“Do you fancy trying waveskiing?” asked my friend Ickle.

“Waveskiing?” I queried, thinking he had made up a new sport.

“Yes, waveskiing.”

There followed a brief description of something that sounded a bit like a cross between surfing and canoeing.  It led me to imagine myself riding the crest of a wave onto the beach to be welcomed by hordes of bikini clad blonds.

“Yes, I think I would very much like to try that!”

It is times like this that you miss access to Google.  Without the Internet being able to correct my perception, I arrived at Watergate Bay expecting to be like the cool surfer dude I obviously aspire to be.

Fifteen minutes later, I stood on the beach in an ill-fitting wetsuit, wrapped in a fluorescent buoyancy aid and wearing a helmet usually reserved for use by construction workers.  The one thing I absolutely did not resemble was a ’surf dude’.  I looked more like an amateur pot-holer looking for a cave to explore.

After dragging our waveskis approximately eight miles across wet sand to the waters edge, we were given some brief instructions and sent into the waves.

This is when I realised that paddling into a wave is difficult.  Really fucking difficult.
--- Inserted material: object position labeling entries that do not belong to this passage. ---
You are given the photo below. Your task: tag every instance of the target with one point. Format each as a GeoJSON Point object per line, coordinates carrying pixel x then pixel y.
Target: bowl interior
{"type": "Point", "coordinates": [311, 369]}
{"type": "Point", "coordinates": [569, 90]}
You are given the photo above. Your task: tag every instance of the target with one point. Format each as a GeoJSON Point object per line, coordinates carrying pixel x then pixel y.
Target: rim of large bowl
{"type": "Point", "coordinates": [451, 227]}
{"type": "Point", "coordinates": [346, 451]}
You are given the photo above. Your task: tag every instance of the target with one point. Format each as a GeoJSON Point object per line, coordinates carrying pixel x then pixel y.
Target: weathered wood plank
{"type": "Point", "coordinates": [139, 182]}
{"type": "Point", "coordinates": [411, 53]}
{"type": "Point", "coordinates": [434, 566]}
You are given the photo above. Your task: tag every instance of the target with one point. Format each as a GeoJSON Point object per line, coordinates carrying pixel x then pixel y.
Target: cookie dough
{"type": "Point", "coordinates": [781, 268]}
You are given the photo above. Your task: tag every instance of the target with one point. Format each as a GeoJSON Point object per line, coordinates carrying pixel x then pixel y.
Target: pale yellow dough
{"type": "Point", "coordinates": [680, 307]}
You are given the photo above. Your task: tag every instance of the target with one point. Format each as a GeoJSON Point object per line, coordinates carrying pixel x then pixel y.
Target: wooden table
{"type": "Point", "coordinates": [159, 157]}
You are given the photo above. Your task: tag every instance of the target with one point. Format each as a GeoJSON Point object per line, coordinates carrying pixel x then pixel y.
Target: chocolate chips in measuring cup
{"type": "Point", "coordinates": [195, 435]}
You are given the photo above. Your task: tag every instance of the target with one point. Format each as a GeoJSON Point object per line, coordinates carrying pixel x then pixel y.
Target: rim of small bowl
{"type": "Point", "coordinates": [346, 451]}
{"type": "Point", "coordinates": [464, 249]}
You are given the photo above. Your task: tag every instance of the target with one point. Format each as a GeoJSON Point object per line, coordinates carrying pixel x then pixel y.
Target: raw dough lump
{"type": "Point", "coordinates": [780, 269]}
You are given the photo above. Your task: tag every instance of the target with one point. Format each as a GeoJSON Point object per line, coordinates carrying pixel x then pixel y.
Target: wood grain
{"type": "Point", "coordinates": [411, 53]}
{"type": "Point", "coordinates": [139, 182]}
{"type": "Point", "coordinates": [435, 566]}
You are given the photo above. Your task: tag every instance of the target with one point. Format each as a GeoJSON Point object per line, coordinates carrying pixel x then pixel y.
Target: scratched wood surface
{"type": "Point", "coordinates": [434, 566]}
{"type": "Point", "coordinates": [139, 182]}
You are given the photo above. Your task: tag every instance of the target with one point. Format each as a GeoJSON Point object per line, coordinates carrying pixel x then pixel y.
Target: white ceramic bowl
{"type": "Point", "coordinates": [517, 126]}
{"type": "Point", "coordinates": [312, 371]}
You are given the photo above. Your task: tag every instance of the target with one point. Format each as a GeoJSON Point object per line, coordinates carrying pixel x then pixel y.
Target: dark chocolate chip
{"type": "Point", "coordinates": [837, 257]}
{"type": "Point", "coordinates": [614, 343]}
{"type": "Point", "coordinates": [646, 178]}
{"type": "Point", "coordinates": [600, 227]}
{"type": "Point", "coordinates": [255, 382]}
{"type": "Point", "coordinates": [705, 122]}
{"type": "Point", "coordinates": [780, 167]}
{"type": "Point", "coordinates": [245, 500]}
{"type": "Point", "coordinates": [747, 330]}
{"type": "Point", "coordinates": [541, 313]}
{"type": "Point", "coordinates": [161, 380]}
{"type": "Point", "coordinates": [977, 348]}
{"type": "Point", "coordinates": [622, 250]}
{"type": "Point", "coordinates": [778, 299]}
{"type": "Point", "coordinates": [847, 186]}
And so very, very tiring.

I had been paddling for about an hour when I decided to turn around and try and catch a wave back to the beach which was probably about mile behind me by now.  Of course, the beach was only about fifteen metres away, and the first wave knocked me clean off my waveski before I had time to swear properly.  I tumbled beachward and realised the helmet was there for a reason as I was whacked to the back of the skull by my waveski, which then surfed in gracefully to the shore.  Without me.

“Don’t worry, that happens to everyone!” screamed the instructor ensuring everyone woman on the beach could hear him, and with the sort of patronising tone you save for the ’special’ people.

“Oh fuck off!” I screamed back as another wave came crashing over my head.

Ninety minutes later I called it a day having ‘caught’ just two waves without falling off.

As we dragged our waveskis the eight miles back to the storage shed, the instructor asked us how it went.

“I bet you’ll all be back for more.”  he asked, or so Ickle told me, as I didn’t hear him due to my ears being full of sea water.

And no, I fucking will not be back for more.